Ticket to Ride and Exploding Kittens maker to take part in owner's restructuring that has already cut 900 jobs
Despite leading a strong quarter for Embracer, one of tabletop’s largest publishers will join Embracer Group's wide scale, cost-saving initiative.
Update: When reached for contact, an Asmodee representative stated that Bouillon was speaking in her capacity as the head of the saving initiative for the Embracer Group as a whole, not specifically in her role as Asmodee CFO. They also provided the following statement, which precedes the original article:
"While we won’t comment on specifics or answer detailed questions, we are of course assisting our parent company Embracer in achieving the cost-savings targets. Asmodee’s participation to [Embracer] Group’s restructuring plan does not require and is not to result in any disruptive change. Our publishing and distribution activities remain unchanged. We are a healthy global leader in the boardgames industry, where our employees, our partners and our players matter greatly to us."
One of the largest publishers in the tabletop industry posted big numbers for its corporate owner, the Swedish holding company Embracer Group, but that didn’t save it from a wide scale restructure plan meant to chip away at a reported $1.4 billion debt mountain.
Asmodee Group’s CFO Müge Bouillon joined Embracer co-founder and CEO Lars Wingefor to address investor questions during a Q2 interim report. Amongst the business chatter and promises to prioritise stock prices, Bouillon - acting in her capacity as the head of Embracer Group's saving initiative - mentioned that the holding company was “now deep into the implementation of further reduction of headcounts.”

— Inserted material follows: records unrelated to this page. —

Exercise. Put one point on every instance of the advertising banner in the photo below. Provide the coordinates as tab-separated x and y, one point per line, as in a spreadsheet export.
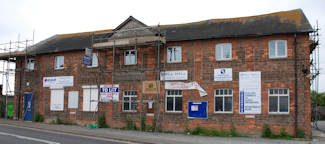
185	86
223	74
150	87
250	92
174	75
62	81
197	110
107	92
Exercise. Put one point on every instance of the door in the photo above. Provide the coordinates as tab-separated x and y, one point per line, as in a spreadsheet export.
29	107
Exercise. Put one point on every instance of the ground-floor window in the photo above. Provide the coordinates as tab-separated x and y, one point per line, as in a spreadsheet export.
174	100
278	100
128	97
223	100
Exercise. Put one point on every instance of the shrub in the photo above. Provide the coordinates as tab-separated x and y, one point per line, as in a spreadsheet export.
266	132
38	117
143	124
102	122
300	133
129	124
58	120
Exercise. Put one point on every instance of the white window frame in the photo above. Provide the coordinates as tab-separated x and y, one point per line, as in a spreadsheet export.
230	58
223	100
56	62
29	65
174	101
173	53
278	96
87	91
130	98
276	49
135	62
92	62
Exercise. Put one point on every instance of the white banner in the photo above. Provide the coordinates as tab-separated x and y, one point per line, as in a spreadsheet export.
106	92
62	81
250	92
174	75
224	74
185	86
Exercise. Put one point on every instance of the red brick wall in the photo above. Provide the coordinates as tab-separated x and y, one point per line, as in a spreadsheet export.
198	57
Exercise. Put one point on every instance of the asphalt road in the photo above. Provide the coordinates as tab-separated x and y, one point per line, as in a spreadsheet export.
18	135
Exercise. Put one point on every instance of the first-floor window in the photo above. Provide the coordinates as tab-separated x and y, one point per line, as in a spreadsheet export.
128	97
278	100
174	100
223	100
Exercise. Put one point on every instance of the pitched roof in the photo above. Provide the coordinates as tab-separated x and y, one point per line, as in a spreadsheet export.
286	22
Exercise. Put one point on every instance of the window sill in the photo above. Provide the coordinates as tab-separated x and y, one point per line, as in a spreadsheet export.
173	112
223	60
279	57
278	113
58	68
223	113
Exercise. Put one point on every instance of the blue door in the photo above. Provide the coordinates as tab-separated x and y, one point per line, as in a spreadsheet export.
29	107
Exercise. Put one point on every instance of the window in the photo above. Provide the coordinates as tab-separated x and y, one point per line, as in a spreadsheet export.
94	60
223	100
30	64
223	51
57	99
59	62
130	57
90	93
174	101
277	48
174	54
128	96
278	100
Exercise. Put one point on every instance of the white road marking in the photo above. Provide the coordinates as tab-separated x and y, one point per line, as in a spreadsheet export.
29	138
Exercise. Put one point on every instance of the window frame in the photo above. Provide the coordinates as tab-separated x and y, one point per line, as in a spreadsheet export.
56	62
278	98
174	101
130	103
92	61
136	53
276	49
221	59
28	64
223	100
174	61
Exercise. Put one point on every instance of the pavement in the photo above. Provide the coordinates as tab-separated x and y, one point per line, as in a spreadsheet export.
148	137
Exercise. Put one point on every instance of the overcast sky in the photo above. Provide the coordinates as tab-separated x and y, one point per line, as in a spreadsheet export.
48	18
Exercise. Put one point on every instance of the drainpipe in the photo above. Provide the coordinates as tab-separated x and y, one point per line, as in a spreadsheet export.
296	89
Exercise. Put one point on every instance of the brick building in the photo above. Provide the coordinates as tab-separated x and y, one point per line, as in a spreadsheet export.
274	47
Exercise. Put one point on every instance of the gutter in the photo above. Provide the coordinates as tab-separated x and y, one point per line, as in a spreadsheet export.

Bouillon did not directly confirm that the company responsible for Ticket to Ride, 7 Wonders, Exploding Kittens and Catan had taken part in a cost-saving measure that already laid off a reported 904 people over the last three months. She did mention during a later Q&A portion that "the implementation of restructuring programme has started also at Asmodee".
“Further restructurings, closures, buyouts are in process and that will lead to further headcount reduction”, she told investors, referring to the whole of Embracer Group. “Having to say goodbye to our valued colleagues is an unfortunate consequence of the program, and we will do our utmost to carry out this with respect, integrity and compassion.”
Such assurances will be cold comfort to the designers and workers sacrificed on this fiscal pyre if Asmodee's restructuring mirrors the experience of other studios, especially seeing as Asmodee outperformed both Embracer’s mobile and video game division to lead the company’s net sales for the fiscal quarter between July and September this year. Asmodee and the rest of the tabletop segment accrued SEK4.1 billion (roughly $389 million), a solid 25% compared to the same period in 2022.
As noted by Wingefors, Asmodee attributed a significant portion of these sales numbers to Magic: The Gathering’s Lord of the Rings crossover set, Tales of Middle-earth, going absolutely gangbusters earlier this year. Embracer owns Middle-earth Enterprises and reportedly has “exciting plans for the Lord of the Rings IP across our segments in the years ahead,” according to Wingefors.
The executives noted that the upcoming holiday season is one of the strongest performance periods for Asmodee, and the board game publisher will follow that up with the imminent release of the Star Wars: Unlimited trading card game. While the buzz around the competitive TCG hasn’t matched the absolute fervour surrounding Disney Lorcana, a solid design and several-year-long expansion runway means someone is confindent in its post-launch success.
Does that mean Asmodee's success couldn’t insulate it from carrying its own share of Embracer’s financial burden? Embracer has pivoted hard away from its aggressive acquisition of licences and companies from 2019 through 2022, and a spiked $2 billion deal with Saudi-funded Savvy Games left the holding company with an enormous debt pile to chew through. The strategy so far has been a spree of company shutterings and brutal staff reductions in video game studios, as well as rumours that it wants to sell Borderlands maker Gearbox.
Bouillon claims she is “happy with the performance of Asmodee”, which she attributes to a “combination of both the current trading, the operational performance and the proper execution of the plan” (referring to the successive rounds of layoffs). It isn’t clear how many Asmodee employees - or those within the studios that it owns - have been affected so far. Dicebreaker has reached out for more information.
Update: Bouillon's statements regarding layoffs and prior restructuring have been clarified to denote Embracer Group as a whole instead of Asmodee, specifically. This story has been updated to reflect these amended facts.